Here are nine tips on how to make a conference worth your time and effort:
Define Your Expectations
Before packing your bags, do some soul-searching. "Ask yourself, ‘What do I expect to get out of this meeting?'" Bethel says. "You'll get out of it what you put into it."
Think about your primary intention for going and what you hope to gain from the conference, suggests Julie Fuimano, MBA, RN, a Philadelphia-area personal and career coach with Nurturing Your Success. For example, your goal could be networking or learning a new clinical skill that will help you do your job better or advance in your career.
Examine the Offerings
Once you've defined your expectations, you can pore over conference brochures and schedules with real purpose, well in advance of your trip. If you're overwhelmed by the glut of sessions, narrow your options by asking people who have attended the same conference before which sessions they thought were the most advantageous, Bethel says. Fuimano suggests researching keynote speakers and unfamiliar topics online to get an idea of whether to make them a priority at the conference.
Bring notepads, pens and business cards to exchange with people you meet and to stick in vendors' bowls for a chance to win conference prizes. If you don't have business cards, make some on your computer using sheets of blank business cards that you can purchase at any office-supply store.

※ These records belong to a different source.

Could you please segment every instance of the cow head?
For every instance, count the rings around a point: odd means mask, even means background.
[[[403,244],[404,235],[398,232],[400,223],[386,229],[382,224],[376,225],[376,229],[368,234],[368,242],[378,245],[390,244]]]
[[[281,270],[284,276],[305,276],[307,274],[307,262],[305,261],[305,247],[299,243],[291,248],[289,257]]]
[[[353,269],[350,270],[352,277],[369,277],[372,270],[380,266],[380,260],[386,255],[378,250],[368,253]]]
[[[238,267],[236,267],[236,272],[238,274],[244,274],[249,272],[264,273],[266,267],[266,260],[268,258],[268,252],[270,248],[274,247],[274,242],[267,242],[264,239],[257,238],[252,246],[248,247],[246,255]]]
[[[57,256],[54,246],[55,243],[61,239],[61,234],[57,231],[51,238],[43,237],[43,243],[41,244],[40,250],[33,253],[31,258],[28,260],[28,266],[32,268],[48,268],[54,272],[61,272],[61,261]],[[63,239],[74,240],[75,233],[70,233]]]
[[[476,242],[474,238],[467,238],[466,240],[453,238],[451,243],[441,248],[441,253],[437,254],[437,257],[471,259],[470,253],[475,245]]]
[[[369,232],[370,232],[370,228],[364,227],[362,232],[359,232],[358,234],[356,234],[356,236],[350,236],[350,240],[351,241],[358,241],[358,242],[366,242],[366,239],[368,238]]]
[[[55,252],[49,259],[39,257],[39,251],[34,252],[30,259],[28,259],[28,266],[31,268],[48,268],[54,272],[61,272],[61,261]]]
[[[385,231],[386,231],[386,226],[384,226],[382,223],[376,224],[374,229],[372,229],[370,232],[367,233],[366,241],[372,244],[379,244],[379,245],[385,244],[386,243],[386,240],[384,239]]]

Don't bring any distracting work-related projects with you. "If you can't afford to leave your work at home, don't come to the conference," Bethel says.
Mix It Up
Once at the conference, make time for professional development as well as skill building. Healthcare professionals should be especially vigilant about tailoring their conference agenda so they enrich themselves personally and professionally as well as clinically, Fuimano says. "You're not just there to learn something new, but to develop you," she explains. "You want to master your craft but also develop yourself as an individual."
Bethel recommends taking one session for nothing but "fun, fun, fun!"
Keep a Record
If your employer sent you to the conference, you may be expected to present what you've learned to your unit upon your return. Take organized notes to make preparing such a presentation easier, Fuimano says.
Put hot ideas on large Post-its that you can work from later, Bethel suggests. Some of the ideas you will most want to remember may come up in casual conversations rather than in formal sessions, so keep your pen handy.
Don't Overdo It
Get enough sleep and pace yourself, especially if your conference lasts several days. "There is only so much your brain is going to take in anyway," Fuimano says.
Keep an Open Mind
At any worthwhile conference, you will be exposed to unfamiliar ideas. "If you go to the conference locked into preconceived ways of thinking, then you are wasting your time," Bethel says. "Keep your mind open to new ideas that may revolutionize your career."
Make a Good Impression
Present a professional image at all times. Avoid heavy drinking. How you present yourself reflects on your organization. "People will remember you," says Fuimano, who has worked as a healthcare recruiter. "You might say, ‘I'll never work here -- I'm in a different area of the country.' But healthcare is a very small world. Things get around. If you develop a poor reputation, word travels. If you develop a good reputation, that travels, too."
Consider sending a handwritten note of appreciation to the person who sent you to the conference, Fuimano suggests. Such a note may open the door for similar opportunities for you or others in your organization in the future.